De plus, Spiegelman ne veut pas se laisser enfermer dans une identité, ne veut pas être facilement reconnaissable : il joue avec les styles, sur le plan graphique textuel ou langagier, comme si ce qui avait été « vivant » pour lui, une fois exploité, devenait inerte – et peut-être menaçant. Il se réinvente à chaque coup : pas de vraie continuité entre ses comics underground (les 7 numéros de Short Order Comics, Lazy on Silver Screen…), Breakdowns (le premier, celui de 1978), recueil de ses œuvres de jeunesse, et Maus (le second, de 1986). Par là, il se différencie de tous ses acolytes de l’Underground qui ont toujours le même style graphique depuis 30 ans, chacun leur « signature ». Regardez Crumbs.

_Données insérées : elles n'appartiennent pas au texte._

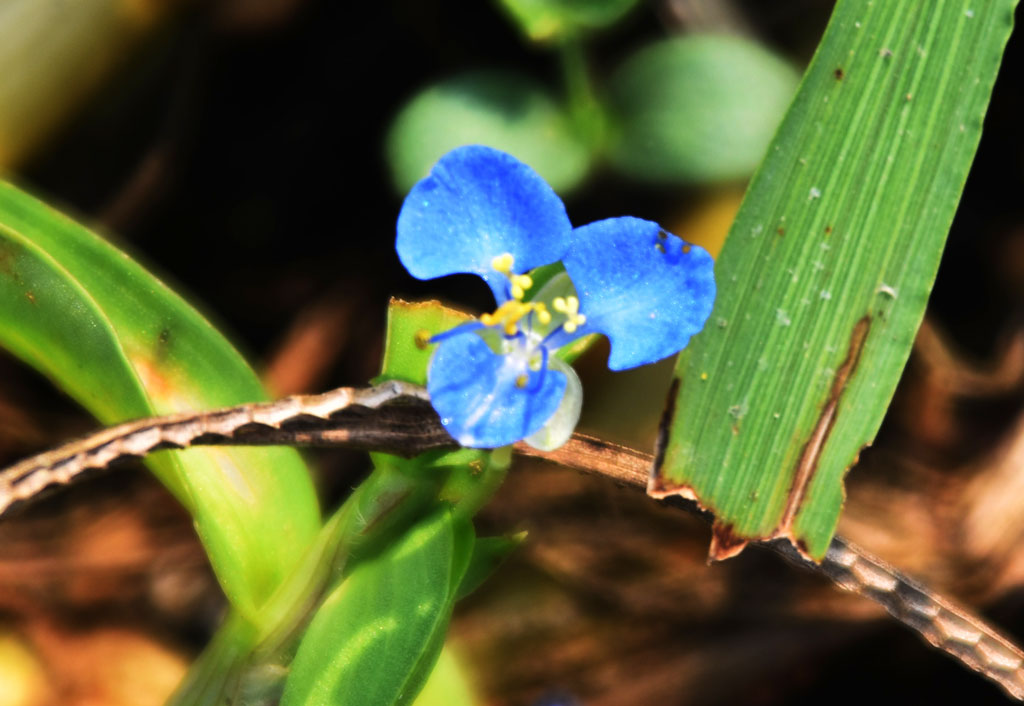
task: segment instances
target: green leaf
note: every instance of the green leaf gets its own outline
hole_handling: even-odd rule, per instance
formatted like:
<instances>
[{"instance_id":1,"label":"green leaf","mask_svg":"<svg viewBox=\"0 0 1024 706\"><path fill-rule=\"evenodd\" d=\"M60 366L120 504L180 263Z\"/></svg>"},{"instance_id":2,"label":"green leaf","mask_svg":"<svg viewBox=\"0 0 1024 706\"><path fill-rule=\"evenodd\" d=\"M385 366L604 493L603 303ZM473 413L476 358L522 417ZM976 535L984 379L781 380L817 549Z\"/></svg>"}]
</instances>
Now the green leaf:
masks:
<instances>
[{"instance_id":1,"label":"green leaf","mask_svg":"<svg viewBox=\"0 0 1024 706\"><path fill-rule=\"evenodd\" d=\"M713 556L769 537L827 549L924 316L1015 4L837 4L676 371L651 489L716 514Z\"/></svg>"},{"instance_id":2,"label":"green leaf","mask_svg":"<svg viewBox=\"0 0 1024 706\"><path fill-rule=\"evenodd\" d=\"M412 703L440 653L472 545L469 521L441 508L357 566L313 617L282 706Z\"/></svg>"},{"instance_id":3,"label":"green leaf","mask_svg":"<svg viewBox=\"0 0 1024 706\"><path fill-rule=\"evenodd\" d=\"M452 650L444 646L414 706L473 706L477 703L462 666Z\"/></svg>"},{"instance_id":4,"label":"green leaf","mask_svg":"<svg viewBox=\"0 0 1024 706\"><path fill-rule=\"evenodd\" d=\"M217 331L125 253L0 182L0 345L102 423L264 399ZM259 607L315 536L311 480L289 449L146 459L191 512L224 592Z\"/></svg>"},{"instance_id":5,"label":"green leaf","mask_svg":"<svg viewBox=\"0 0 1024 706\"><path fill-rule=\"evenodd\" d=\"M392 298L387 307L382 372L375 382L404 380L417 385L427 384L427 368L435 344L426 343L426 338L454 329L472 318L439 301L410 302Z\"/></svg>"},{"instance_id":6,"label":"green leaf","mask_svg":"<svg viewBox=\"0 0 1024 706\"><path fill-rule=\"evenodd\" d=\"M543 176L556 192L577 185L591 156L566 115L529 79L501 71L463 74L423 90L387 137L395 188L404 194L450 150L488 144Z\"/></svg>"},{"instance_id":7,"label":"green leaf","mask_svg":"<svg viewBox=\"0 0 1024 706\"><path fill-rule=\"evenodd\" d=\"M523 34L543 42L612 25L637 0L501 0L501 4Z\"/></svg>"},{"instance_id":8,"label":"green leaf","mask_svg":"<svg viewBox=\"0 0 1024 706\"><path fill-rule=\"evenodd\" d=\"M466 575L459 584L458 600L475 591L498 570L509 554L526 541L526 533L519 532L509 537L479 537L473 544L473 554L466 569Z\"/></svg>"},{"instance_id":9,"label":"green leaf","mask_svg":"<svg viewBox=\"0 0 1024 706\"><path fill-rule=\"evenodd\" d=\"M693 35L644 47L615 72L610 158L650 181L745 178L797 88L786 61L749 40Z\"/></svg>"}]
</instances>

Spiegelman recherche et expérimente sans cesse. Quelle distance du très « Art déco » Don’t Get Around Much Anymore à Hell Planet (Planète Enfer) ! Quel choc, quand le lecteur de la présente édition de Breakdowns va découvrir les trois planches de MAUS, les premières, celles qui ont donné les 300 pages du MAUS que tout le monde (enfin, presque) connaît ; elles n’ont pas grand chose à voir les unes avec les autres… En conséquence, il faut se méfier de ce qui a été acquis en cours de traduction de l’une des pièces du recueil, et ne pas le réemployer « mécaniquement » pour la traduction des autres pièces.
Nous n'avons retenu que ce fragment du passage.